Union-Find Algorithm
A union-find algorithm is an algorithm that performs two operations on a disjoint-set data structure -
- Find - Determine which subset a particular element is in.
- Union - Join two subsets into a single subset.
Used for dynamic connectivity
Given a set on N objects -
- Union Command - connect two objects
- Find/connected query command - is there a path connecting two objects
We assume "is connected to" is an equivalence relation:
- Reflexive: p is connected to p (Connected to itself)
- Symmetric: if p is connected to q, then q is connected to p
- Transitive: if p is connected to q and q is connected to r, then p is connected to r.
Connected Components - Maximal set of objects that are mutually connected
- Find query: Check if two objects are in the same component
- Union Command: Replace components containing two objects with their union.
Quick-find (Eager approach)
Setting all the id to parent in Union step
Quick-union (lazy approach)
Only setting the last component's id to parent, Creating a tree like DS whose root represents the parent. Int root(int i) is used for finding the parent and checking if two elements are connected
Optimizations
1. Weighted Quick Union (Union by rank / Union by height)
- Modify quick-union to avoid tall trees
- Keep track of size of each tree
- Balance by joining root of smaller tree to root of larger tree
2. Path Compression
Just after computing the root of p, set the id of each examined node to point to that root.
Complexity
Without any optimizations, Union and Find will take O(n)
With both optimizations i.e. Union by Rank and Path Compression, the time complexity is O(α(V))

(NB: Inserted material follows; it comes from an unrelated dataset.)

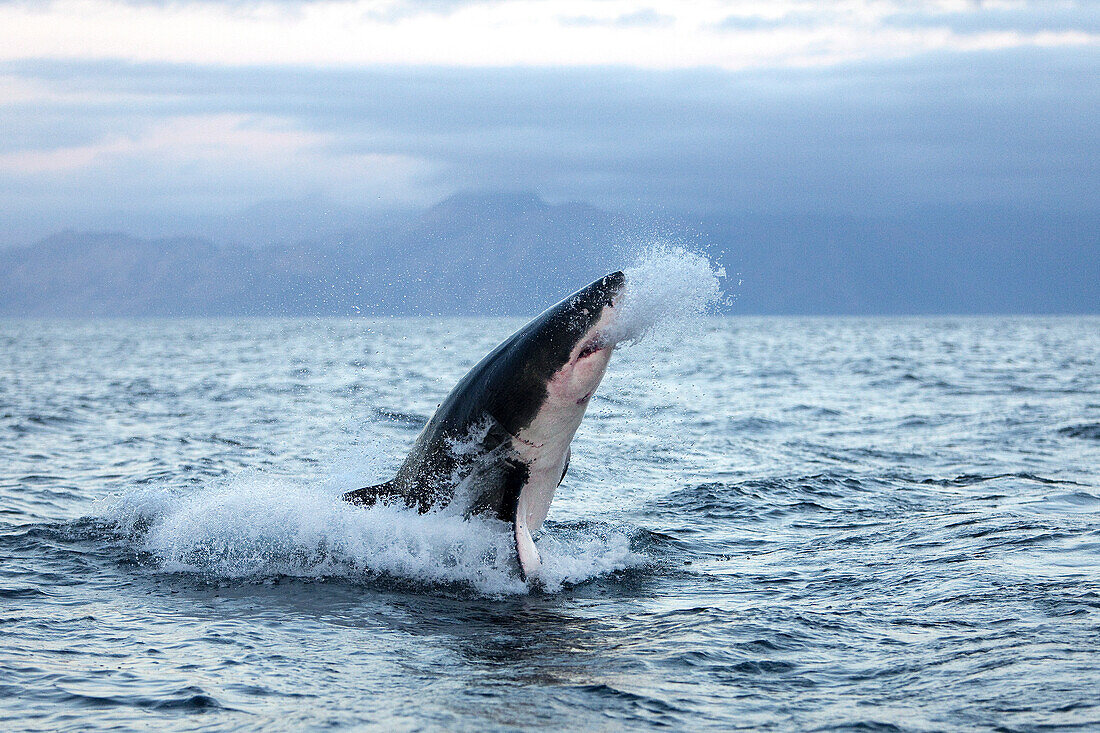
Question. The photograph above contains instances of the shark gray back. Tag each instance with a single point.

where α is inverse Ackermann function. This value is < 5
for any value of n that can be written in this physical universe, so disjoint set operations take place in essentially constant time
Any sequence of M union-find ops on N objects makes <= c(N+M lg* N)
array acccesses.
N | lg* N |
---|---|
1 | 0 |
2 | 1 |
4 | 2 |
16 | 3 |
65536 | 4 |
2^65536 | 5 |
Here lg* N
is called Iterate log function (It's the number of times you have to take the log event to get 1).
Analysis can be improved to N + M α (M, N)

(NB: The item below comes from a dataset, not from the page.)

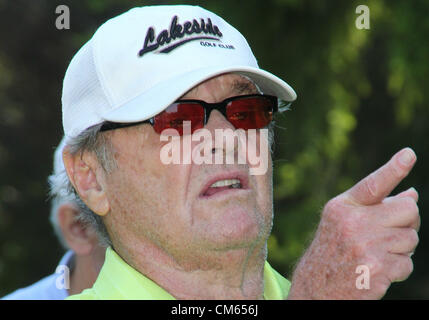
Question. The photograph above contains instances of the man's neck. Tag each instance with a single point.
(230, 274)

Here α is called Ackermann function.
Algorithm | worst-case time |
---|---|
Quick-find | M N |
Weighted QU | N + M log N |
QU + path compression | N + M log N |
Weighted QU + path compression | N + M lg* N |
M union-find operations on a set of N objects
Code Snippets
1. Find
function *Find*(x):
if x.parent != x
x.parent := *Find*(x.parent)
return x.parent
2. Union
function *Union*(x, y):
xRoot := *Find*(x)
yRoot := *Find*(y)
// x and y are already in the same set
if xRoot == yRoot
return
// x and y are not in same set, so we merge them
if xRoot.rank < yRoot.rank
xRoot.parent := yRoot
else if xRoot.rank > yRoot.rank
yRoot.parent := xRoot
else
//Arbitrarily make one root the new parent
yRoot.parent := xRoot
xRoot.rank := xRoot.rank + 1
Applications
- Check whether a graph contains a cycle or not
- Percolation
- Dynamic Connectivity
- Connected Components
- Least common ancestor
- Equivalence of finite state automata
- Kruskal's minimum spanning tree
Union-Find vs DFS
The union-find algorithm is best suited for situations where the equivalence relationship is changing, i.e., there are "Union" operations which need to be performed on your set of partitions. Given a fixed undirected graph, you don't have the equivalence relationships changing at all - the edges are all fixed. OTOH, if you have a graph with new edges being added, DFS won't cut it. While DFS is asymptotically faster than union-find, in practice, the likely deciding factor would be the actual problem that you are trying to solve.
- Static graph - DFS
- Dynamic graph - Union-find